Robert Fico, a former prime minister of Slovakia and frontrunner in the country's upcoming parliamentary elections, said that he would stop support for Ukraine if he returns to power, the Associated Press reported on Sept. 17.
In an interview with the AP, Fico said that "we won’t send any arms or ammunition to Ukraine anymore,” if his party, SMER, forms a government.
"No amount of Western weapons going to Ukraine would change the course of the war," and a "compromise peace deal" should be negotiated with Russia, he told the AP.

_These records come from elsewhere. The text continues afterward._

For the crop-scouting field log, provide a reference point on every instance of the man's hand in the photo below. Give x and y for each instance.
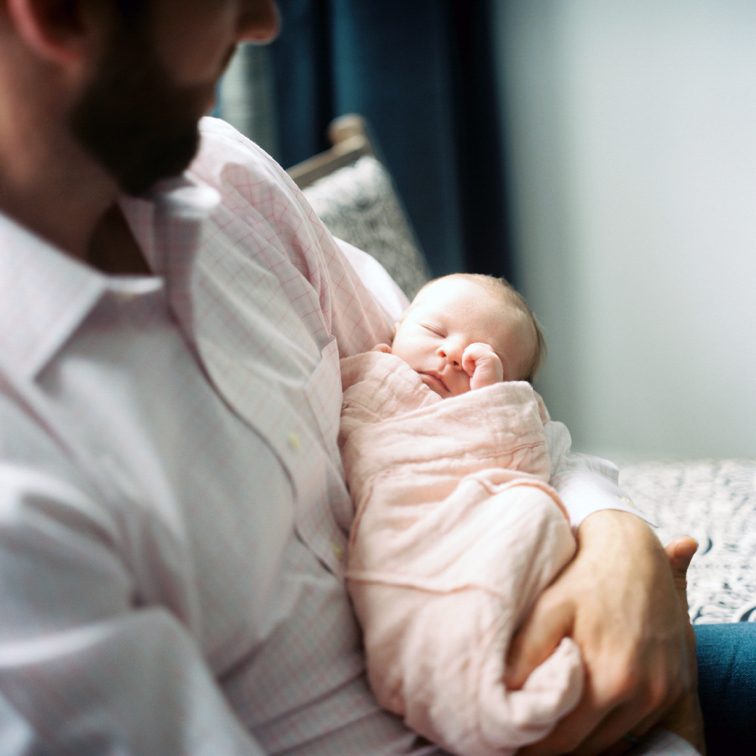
(617, 600)
(483, 365)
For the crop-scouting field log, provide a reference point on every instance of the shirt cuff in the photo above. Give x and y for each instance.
(584, 492)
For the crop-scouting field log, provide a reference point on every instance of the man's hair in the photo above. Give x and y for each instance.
(128, 8)
(502, 288)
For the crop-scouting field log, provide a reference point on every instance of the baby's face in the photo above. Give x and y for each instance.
(449, 315)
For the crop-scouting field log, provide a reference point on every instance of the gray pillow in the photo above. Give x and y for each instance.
(358, 204)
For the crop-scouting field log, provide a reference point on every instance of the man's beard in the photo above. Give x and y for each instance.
(134, 121)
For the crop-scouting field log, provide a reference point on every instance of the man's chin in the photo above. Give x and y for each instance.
(157, 162)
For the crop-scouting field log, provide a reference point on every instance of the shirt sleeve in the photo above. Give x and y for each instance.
(84, 666)
(586, 484)
(661, 742)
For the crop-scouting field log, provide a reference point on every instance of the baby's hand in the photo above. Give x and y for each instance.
(483, 365)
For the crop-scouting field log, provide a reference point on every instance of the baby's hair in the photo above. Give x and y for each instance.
(502, 288)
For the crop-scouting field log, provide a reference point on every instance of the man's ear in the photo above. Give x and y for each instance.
(55, 29)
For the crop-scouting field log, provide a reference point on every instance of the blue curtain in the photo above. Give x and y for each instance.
(423, 73)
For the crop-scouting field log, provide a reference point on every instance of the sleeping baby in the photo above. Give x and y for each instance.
(456, 528)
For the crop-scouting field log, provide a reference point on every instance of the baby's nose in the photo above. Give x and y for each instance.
(452, 353)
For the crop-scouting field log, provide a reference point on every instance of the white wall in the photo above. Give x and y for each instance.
(632, 133)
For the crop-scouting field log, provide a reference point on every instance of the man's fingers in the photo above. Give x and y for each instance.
(535, 641)
(569, 732)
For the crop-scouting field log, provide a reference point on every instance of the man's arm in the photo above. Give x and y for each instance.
(617, 600)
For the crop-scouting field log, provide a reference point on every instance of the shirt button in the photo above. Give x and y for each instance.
(294, 441)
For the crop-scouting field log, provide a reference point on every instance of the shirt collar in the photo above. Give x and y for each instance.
(45, 294)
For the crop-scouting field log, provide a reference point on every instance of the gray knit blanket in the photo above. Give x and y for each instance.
(715, 502)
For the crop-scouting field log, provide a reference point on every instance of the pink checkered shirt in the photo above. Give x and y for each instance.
(173, 513)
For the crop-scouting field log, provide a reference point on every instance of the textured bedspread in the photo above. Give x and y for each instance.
(715, 502)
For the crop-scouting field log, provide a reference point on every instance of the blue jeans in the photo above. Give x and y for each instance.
(727, 687)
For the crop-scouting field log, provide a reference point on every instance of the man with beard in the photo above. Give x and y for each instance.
(172, 508)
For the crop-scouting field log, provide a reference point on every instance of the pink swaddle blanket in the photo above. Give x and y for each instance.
(456, 532)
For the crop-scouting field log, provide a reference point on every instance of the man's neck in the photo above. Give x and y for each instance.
(113, 248)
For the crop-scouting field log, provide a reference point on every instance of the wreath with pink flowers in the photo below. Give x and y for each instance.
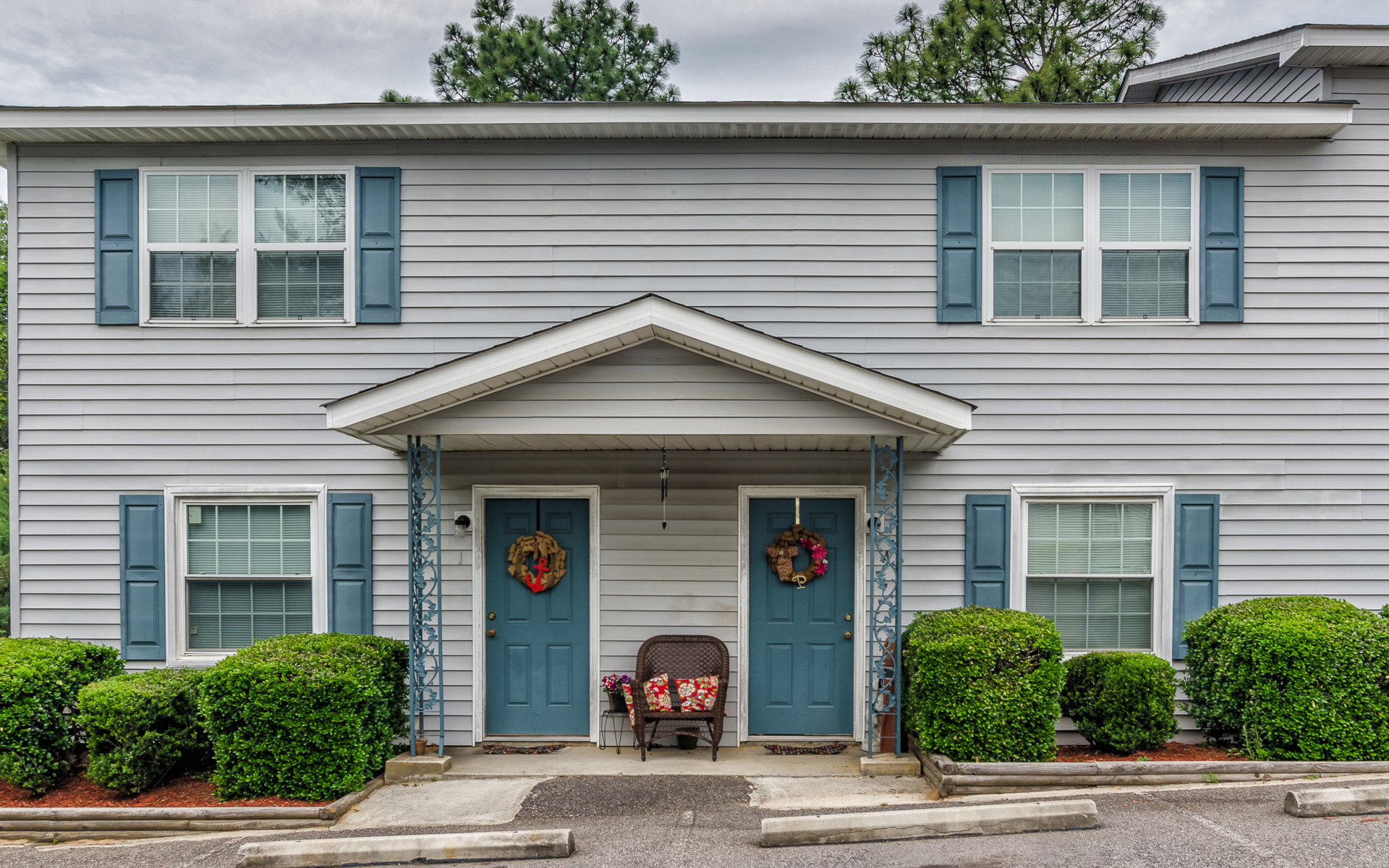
(786, 546)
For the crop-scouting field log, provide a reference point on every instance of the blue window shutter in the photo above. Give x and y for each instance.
(142, 576)
(959, 243)
(349, 564)
(1223, 244)
(1197, 564)
(987, 550)
(117, 247)
(378, 244)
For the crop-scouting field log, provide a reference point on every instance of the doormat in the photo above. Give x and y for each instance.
(521, 749)
(795, 750)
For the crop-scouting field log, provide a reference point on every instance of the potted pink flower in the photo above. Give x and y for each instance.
(613, 686)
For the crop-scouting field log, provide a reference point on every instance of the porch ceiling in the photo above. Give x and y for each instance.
(445, 400)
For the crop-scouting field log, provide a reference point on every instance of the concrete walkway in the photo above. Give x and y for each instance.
(442, 803)
(747, 762)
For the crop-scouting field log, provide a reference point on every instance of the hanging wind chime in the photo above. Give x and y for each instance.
(666, 485)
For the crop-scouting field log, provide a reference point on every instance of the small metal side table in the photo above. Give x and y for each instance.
(614, 723)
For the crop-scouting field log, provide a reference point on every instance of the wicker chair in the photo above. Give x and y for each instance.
(679, 658)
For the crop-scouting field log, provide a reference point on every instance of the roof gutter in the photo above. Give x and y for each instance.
(451, 122)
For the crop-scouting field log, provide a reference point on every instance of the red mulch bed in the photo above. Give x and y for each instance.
(1171, 752)
(80, 792)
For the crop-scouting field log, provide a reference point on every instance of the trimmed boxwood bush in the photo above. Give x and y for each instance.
(1292, 678)
(984, 684)
(305, 715)
(143, 728)
(1121, 700)
(39, 684)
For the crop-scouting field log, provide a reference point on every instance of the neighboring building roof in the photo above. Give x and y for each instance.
(388, 413)
(1301, 46)
(442, 122)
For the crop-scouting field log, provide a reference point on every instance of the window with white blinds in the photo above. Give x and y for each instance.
(300, 246)
(246, 246)
(1089, 570)
(192, 239)
(246, 540)
(1089, 244)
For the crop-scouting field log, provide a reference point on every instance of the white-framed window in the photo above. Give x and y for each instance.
(1094, 561)
(245, 563)
(1091, 244)
(246, 246)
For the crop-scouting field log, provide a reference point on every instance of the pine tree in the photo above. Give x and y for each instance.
(584, 51)
(1007, 51)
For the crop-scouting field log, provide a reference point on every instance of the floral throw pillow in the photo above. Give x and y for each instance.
(659, 694)
(631, 712)
(697, 694)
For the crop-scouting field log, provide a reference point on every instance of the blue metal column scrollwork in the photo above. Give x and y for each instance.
(425, 590)
(885, 592)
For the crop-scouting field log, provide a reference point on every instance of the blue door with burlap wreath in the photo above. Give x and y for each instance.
(537, 642)
(800, 639)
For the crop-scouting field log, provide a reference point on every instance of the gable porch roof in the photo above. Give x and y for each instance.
(886, 406)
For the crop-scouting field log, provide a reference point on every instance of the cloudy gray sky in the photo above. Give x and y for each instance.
(210, 52)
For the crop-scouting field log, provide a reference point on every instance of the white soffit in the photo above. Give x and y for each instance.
(451, 122)
(933, 420)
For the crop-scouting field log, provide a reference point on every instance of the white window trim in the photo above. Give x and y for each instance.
(1091, 247)
(246, 246)
(1164, 528)
(175, 555)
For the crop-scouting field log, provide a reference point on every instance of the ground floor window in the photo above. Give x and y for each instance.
(247, 567)
(1091, 567)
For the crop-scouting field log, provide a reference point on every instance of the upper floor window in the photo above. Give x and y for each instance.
(1091, 244)
(246, 246)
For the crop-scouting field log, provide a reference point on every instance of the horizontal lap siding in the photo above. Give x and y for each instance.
(825, 243)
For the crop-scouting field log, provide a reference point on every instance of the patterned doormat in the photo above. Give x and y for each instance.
(521, 749)
(797, 750)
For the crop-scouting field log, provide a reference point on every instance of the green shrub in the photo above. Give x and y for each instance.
(39, 684)
(1121, 700)
(305, 715)
(984, 684)
(1292, 678)
(143, 728)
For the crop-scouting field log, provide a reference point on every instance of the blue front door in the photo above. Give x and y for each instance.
(800, 661)
(538, 661)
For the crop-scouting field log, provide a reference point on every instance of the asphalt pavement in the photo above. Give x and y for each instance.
(703, 821)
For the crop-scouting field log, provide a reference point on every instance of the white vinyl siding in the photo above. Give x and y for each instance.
(825, 243)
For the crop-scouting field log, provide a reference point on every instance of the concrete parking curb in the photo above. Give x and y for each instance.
(933, 822)
(1338, 803)
(545, 843)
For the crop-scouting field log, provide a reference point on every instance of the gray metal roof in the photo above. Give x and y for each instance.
(1303, 45)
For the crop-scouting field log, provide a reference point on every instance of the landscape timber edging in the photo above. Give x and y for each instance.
(72, 824)
(978, 778)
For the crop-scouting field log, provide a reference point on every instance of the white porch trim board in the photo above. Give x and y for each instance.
(480, 599)
(859, 493)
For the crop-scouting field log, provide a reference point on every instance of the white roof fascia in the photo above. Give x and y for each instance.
(448, 122)
(637, 323)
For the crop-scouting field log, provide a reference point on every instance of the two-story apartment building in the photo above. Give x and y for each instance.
(282, 368)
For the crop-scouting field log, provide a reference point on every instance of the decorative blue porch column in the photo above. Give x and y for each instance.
(885, 592)
(425, 590)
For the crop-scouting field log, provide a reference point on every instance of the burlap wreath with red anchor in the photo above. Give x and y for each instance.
(549, 561)
(786, 546)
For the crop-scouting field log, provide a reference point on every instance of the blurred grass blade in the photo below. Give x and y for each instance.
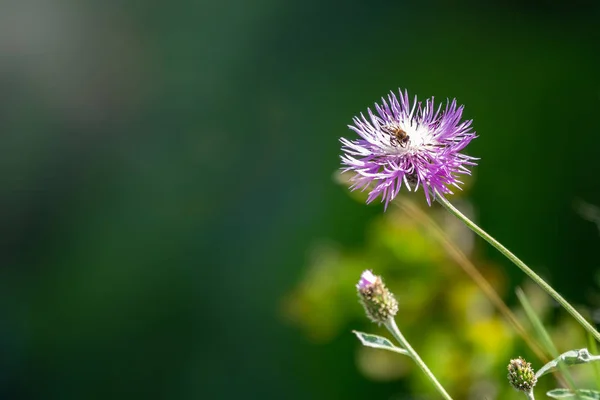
(593, 345)
(537, 324)
(378, 342)
(572, 357)
(568, 394)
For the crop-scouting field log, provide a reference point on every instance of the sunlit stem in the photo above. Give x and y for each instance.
(393, 328)
(537, 279)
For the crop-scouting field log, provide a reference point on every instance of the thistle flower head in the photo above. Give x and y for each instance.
(379, 303)
(520, 375)
(412, 143)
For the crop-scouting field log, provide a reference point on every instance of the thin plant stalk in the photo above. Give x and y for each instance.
(393, 328)
(536, 278)
(463, 261)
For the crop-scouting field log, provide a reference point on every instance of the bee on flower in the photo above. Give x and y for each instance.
(408, 143)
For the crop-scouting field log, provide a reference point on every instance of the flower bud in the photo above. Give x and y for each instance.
(379, 303)
(520, 375)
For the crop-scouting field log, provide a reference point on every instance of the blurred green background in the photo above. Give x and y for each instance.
(167, 172)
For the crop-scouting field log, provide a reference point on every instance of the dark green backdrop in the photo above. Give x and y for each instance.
(166, 165)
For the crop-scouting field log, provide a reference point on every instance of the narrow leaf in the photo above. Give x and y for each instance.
(584, 394)
(378, 342)
(571, 357)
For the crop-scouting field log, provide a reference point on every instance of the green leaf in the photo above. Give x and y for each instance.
(571, 357)
(568, 394)
(378, 342)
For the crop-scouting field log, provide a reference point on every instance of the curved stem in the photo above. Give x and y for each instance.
(393, 328)
(536, 278)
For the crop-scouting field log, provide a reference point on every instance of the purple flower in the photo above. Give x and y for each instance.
(412, 143)
(366, 279)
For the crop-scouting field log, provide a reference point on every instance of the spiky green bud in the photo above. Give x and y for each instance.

He claimed that it is "naive to think that Russia would ever abandon the territory it controls” in Ukraine.
Fico opposes EU sanctions against Russia and wants Slovakia, a NATO member, to block Ukraine from joining the alliance.
He has also repeated the myth that the war in Ukraine began as a civil war, a narrative Russia used to try to conceal its involvement in Donbas.
On Aug. 30, he told a crowd of supporters that the war in Ukraine began "when the Ukrainian Nazis and fascists started to murder the Russian citizens in Donbas and Luhansk," repeating Russian propaganda.
Fico was previously the prime minister of Slovakia from 2006 to 2010. He was re-elected in 2012 but resigned in 2018 following a political crisis sparked by the murder of the investigative journalist Jan Kuciak.
Before he was killed, Kuciak had investigated corruption scandals in Fico's party and alleged ties between the Italian mafia and figures in Fico's network.